Quando il Salvatore entrò in Gerusalemme l’ultima volta per la festa dei Tabernacoli, tutti parlavano di Lui. Alcuni dicevano: È un sedizioso; altri: È buono (Giov. VII, 12). Questi ultimi avevano ragione. L’uomo è ciò che sono le sue opere, E queste si manifestano nel tratto col prossimo. Il Salvatore Era buono; e come no? se era Dio, e Dio è la bontà medesima?

I. Era buono verso i ricchi. Due sorta d’ingiustizia si commettono di frequente in riguardo ai ricchi, odiandoli o idolatrandoli: il primo modo è invidia, il secondo stoltezza. Ben diversamente comportavasi il Salvatore, il quale amò i ricchi, desiderando loro ogni bene; poiché anch’essi hanno un’anima e sono figli di Dio. Li compativa per le loro ricchezze e li avvisava di regolarsi bene con esse, ché sono un grande pericolo per l’anima; ma riscontrava altresì nei ricchi e nelle ricchezze un mezzo potente nel regno di Dio e la salvezza degli nomini. Per questo non trascurò i ricchi e procurò di attrarli al bene, sebbene in un modo conveniente e degno di Dio. Non andava in cerca di loro, ma voleva che essi si muovessero a cercar Lui. Erode l’avrebbe visto volentieri alla sua corte, ma Egli non volle mai andarci. Guarì il figlio del regolo da lontano, senza pensare di andar alla sua casa. Pregato dal centurione gentile, si mise tosto in cammino Verso la sua abitazione, ma non vi entrò, da che il centurione medesimo per umiltà vi si oppose. Invece, si oppone con amabile insistenza all’archisinagogo, e lo segue in casa, perché la figlia di lui era già morta e poteva operare al di lui favore qualche cosa. Dava sempre ascolto alle suppliche dei ricchi, senza badare a contrarietà né attendere riconoscenza.

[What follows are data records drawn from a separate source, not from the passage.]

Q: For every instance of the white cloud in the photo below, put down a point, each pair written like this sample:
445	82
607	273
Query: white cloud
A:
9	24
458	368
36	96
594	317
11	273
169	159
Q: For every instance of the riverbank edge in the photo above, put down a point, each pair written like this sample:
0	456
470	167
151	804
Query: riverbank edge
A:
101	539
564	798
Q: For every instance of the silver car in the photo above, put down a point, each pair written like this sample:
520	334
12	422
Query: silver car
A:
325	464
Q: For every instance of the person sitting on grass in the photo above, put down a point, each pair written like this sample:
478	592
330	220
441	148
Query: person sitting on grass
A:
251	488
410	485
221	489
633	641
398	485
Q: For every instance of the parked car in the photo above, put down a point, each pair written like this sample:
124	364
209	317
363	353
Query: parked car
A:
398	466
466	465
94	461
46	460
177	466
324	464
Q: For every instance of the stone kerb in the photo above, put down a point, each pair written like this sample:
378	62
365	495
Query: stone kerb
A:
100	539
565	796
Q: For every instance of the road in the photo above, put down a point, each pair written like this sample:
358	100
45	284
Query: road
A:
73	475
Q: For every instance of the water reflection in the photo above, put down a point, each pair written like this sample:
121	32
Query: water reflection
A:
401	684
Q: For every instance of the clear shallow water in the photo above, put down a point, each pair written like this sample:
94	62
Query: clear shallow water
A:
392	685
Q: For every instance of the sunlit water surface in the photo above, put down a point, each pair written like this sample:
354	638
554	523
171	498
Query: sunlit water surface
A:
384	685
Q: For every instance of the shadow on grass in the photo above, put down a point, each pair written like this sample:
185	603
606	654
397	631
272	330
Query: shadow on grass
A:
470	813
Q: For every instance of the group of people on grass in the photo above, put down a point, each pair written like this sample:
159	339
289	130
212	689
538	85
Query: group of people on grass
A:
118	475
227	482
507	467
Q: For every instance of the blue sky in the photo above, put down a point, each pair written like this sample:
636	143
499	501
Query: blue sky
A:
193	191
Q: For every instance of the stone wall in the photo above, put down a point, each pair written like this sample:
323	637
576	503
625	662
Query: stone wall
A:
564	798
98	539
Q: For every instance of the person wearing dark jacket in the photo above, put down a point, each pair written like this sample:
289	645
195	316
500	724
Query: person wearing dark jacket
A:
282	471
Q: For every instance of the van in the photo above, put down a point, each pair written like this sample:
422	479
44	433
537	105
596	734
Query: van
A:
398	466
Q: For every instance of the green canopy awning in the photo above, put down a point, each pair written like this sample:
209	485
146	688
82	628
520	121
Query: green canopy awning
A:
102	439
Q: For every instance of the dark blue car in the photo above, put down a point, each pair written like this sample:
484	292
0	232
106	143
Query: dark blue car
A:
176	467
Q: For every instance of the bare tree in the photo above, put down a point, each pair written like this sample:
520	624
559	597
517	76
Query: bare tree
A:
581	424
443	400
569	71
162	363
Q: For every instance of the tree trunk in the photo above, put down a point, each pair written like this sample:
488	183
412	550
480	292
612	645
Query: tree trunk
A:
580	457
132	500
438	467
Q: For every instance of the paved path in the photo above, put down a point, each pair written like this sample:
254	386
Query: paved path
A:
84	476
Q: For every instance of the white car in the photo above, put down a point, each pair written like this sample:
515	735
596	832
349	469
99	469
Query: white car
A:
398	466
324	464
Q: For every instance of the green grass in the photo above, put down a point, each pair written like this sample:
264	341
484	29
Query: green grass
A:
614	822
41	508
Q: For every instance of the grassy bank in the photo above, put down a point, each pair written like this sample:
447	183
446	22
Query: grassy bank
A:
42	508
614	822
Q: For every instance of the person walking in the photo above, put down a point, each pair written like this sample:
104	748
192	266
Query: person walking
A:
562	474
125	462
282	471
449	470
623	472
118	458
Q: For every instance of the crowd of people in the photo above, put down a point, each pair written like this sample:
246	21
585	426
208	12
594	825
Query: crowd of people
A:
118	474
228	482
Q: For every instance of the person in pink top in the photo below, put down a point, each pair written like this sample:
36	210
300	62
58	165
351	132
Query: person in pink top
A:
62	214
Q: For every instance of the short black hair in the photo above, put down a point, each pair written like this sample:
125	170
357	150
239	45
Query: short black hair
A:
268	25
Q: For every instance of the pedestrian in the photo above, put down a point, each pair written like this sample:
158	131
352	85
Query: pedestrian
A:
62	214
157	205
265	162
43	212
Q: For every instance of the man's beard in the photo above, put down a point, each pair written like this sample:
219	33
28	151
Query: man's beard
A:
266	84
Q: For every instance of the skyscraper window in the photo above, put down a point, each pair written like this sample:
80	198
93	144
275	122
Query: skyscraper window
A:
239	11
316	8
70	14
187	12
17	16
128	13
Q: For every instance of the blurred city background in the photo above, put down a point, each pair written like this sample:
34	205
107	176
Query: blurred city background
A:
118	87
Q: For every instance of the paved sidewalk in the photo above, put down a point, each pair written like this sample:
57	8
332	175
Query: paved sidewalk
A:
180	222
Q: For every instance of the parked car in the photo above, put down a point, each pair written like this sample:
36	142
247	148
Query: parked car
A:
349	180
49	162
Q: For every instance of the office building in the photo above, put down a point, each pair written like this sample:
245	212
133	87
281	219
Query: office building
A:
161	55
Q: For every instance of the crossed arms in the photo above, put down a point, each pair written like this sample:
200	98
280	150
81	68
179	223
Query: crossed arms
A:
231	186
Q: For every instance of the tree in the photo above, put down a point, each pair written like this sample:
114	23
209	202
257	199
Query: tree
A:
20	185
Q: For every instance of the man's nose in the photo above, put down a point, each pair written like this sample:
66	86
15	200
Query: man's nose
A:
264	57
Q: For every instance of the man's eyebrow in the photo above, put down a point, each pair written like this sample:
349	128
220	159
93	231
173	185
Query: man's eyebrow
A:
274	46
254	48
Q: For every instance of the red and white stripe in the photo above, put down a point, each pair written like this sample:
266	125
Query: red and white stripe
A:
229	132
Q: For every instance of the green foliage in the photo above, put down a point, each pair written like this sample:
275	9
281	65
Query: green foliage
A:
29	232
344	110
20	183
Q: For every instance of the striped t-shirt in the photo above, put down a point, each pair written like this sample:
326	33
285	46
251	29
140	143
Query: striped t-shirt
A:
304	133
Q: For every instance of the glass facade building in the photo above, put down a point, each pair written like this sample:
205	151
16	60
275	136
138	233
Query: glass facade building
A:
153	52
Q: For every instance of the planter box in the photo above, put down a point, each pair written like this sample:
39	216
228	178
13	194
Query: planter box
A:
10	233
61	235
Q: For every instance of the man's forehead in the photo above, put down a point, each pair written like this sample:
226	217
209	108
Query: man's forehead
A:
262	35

2. Fu parimente buono coi poveri, cogli afflitti e cogl’infermi, tanto che questi erano sempre l’oggetto della sua predilezione, imperocché non sono i sani, diceva, coloro che abbisognano del medico, ma gl’infermi (Matt. IX, 12). Come la calamita attrae a sé il ferro, così Gesù era sempre circondato da miserabili e da languenti. Aveva un’intima e ardente compassione per i poveri e i disgraziati, perché sono figli di Dio, suoi fratelli e così ricolmi di tante sciagure. E questa compassione non la teneva nascosta nel suo interno, ma la manifestava colle sue parole, colle sue lagrime, coi conforti che prodigava e con infiniti altri benefizi. Non aspettava che i disgraziati venissero a Lui, ma Egli stesso usciva a cercarli, pronto a offrir loro il suo aiuto, senza badare alle loro importunità od alle ingratitudini. Nulla risparmiò per soccorrerli, ponendo a servizio della sua bontà la sua sapienza e la sua onnipotenza.

3. Tra tutti i disgraziati preferiva i peccatori, come i più infelici e degni di compassione. Il mondo non ha alcun rimedio per questi sofferenti, non sa calcolare la loro sfortuna, e lascia che disperati si perdano per sempre. Così facevano i farisei; ma ben altrimenti il Salvatore, il quale come buon pastore e padre misericordioso usciva incontro al figliuol prodigo per ratificare con un bacio d’amore le sue parole di pentimento e rimetterlo nello stato suo primitivo. Sì nota era la usa bontà verso i peccatori, che i nemici varie volte se ne servirono per gli storti loro fini, e tentarono di perderlo valendosi della sua misericordia (Giov. VIII, 3; Luc, VI, 7).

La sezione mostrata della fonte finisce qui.